Indaco che sfuma in viola

Lacca di Solferino – di Rossella Gallori

“Fummo quello che non si racconta, né si ammette, ma che mai si dimentica”

Come era arrivata li, quasi non lo ricordava, si era ritrovata in una piazzetta, di un posto un po’ qualunque affacciato  su un qualcos’altro.

Posteggiare male scendere di corsa, sbattere lo sportello erano stati i suoi ultimi gesti con un senso compiuto.

Si era avviata su per la salita mentre cominciava a piovere, una pioggerellina stupida che  a malapena la bagnava, una grossa nuvola color glicine le apparve come un fenicottero mutilato indicandole un posto poco lontano…

Le apparve così San Quirico, tra profumo d’erba tagliata e silenzio accogliente.

Gli scalini un po’ scivolosi la fecero traballare si appoggiò al nulla ma non cadde, entrò in punta di piedi, per non disturbare, avvertiva gente, nel deserto assoluto, alzò gli occhi verso quel Cristo, incombente, non fu generosa, nemmeno un segno di rispetto per quel Dio morto da uomo.
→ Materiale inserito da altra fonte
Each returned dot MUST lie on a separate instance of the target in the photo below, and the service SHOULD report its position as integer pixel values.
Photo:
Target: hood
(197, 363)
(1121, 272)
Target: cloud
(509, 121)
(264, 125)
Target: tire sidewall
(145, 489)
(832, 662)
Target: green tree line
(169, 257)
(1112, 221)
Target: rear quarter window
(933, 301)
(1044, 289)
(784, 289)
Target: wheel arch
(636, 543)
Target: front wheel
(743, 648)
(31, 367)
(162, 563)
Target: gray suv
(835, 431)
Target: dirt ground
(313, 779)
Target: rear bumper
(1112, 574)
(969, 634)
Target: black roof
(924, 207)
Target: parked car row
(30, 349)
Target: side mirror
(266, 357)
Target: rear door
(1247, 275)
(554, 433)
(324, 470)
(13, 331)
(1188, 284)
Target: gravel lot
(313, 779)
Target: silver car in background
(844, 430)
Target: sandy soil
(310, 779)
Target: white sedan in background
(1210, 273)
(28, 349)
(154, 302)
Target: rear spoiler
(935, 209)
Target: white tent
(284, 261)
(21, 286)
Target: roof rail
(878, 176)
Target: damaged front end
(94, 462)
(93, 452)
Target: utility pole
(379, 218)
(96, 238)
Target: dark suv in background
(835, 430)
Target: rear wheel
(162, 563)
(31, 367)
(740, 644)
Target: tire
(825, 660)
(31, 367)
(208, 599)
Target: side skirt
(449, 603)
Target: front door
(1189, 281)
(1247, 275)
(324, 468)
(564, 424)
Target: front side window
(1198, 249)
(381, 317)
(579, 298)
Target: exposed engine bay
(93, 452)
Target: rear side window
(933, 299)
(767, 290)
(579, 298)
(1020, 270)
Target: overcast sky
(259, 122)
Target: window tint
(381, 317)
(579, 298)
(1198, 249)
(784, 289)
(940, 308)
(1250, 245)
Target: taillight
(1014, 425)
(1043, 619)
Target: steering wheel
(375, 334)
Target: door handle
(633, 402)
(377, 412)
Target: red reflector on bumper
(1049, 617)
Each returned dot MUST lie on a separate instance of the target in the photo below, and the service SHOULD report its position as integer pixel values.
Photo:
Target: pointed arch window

Si sedette nella prima panca, stanca nell’ anima, ma rassicurata dai colori caldi, da stemma famigliari, di persone che non c’erano….si mosse leggermente quella seta violacea, forse una mano la tratteneva dall’interno, il cuore cambiò ritmo ma non si spaventò, si alzò lentamente e si inginocchiò in quel confessionale, che le parve un caldo rifugio, una soluzione per l’ anima…forse…Un leggero respiro le confermò la presenza del sacerdote…iniziò un farfugliante atto di dolore, che non ricordava ed iniziò a parlare…parlare, tra le lacrime, no non cercò pietà , non voleva nemmeno essere assolta o  perdonata, le bastava solo una carezza dall’alto per  continuare a vivere con meno coltelli nella schiena…

Una porta sbatteva, ma da quanto era lì? Ed il prete, perché non aveva parlato?

Solo la seta color lacca di Solferino sembrava viva in quella solitudine, svolazzando aveva rilevato il nulla….Non c’era nessuno e forse non c’era mai stato…

 Non voltò le spalle a quel Gesù  affumicato, indietreggiò ed uscì, sul sagrato un uomo le sorrise e non era un sacerdote: torni quando vuole, buona serata….

Riprese la strada del ritorno, il cielo aveva perso la sua cupezza, il fenicottero  aveva, ora lunghe zampe ed instancabile correva , correva… facendo cadere piccole piume corallo pallido, sembrava venirle incontro, nascondendosi a tratti tra gli oleandri, riflessi tra le nuvole.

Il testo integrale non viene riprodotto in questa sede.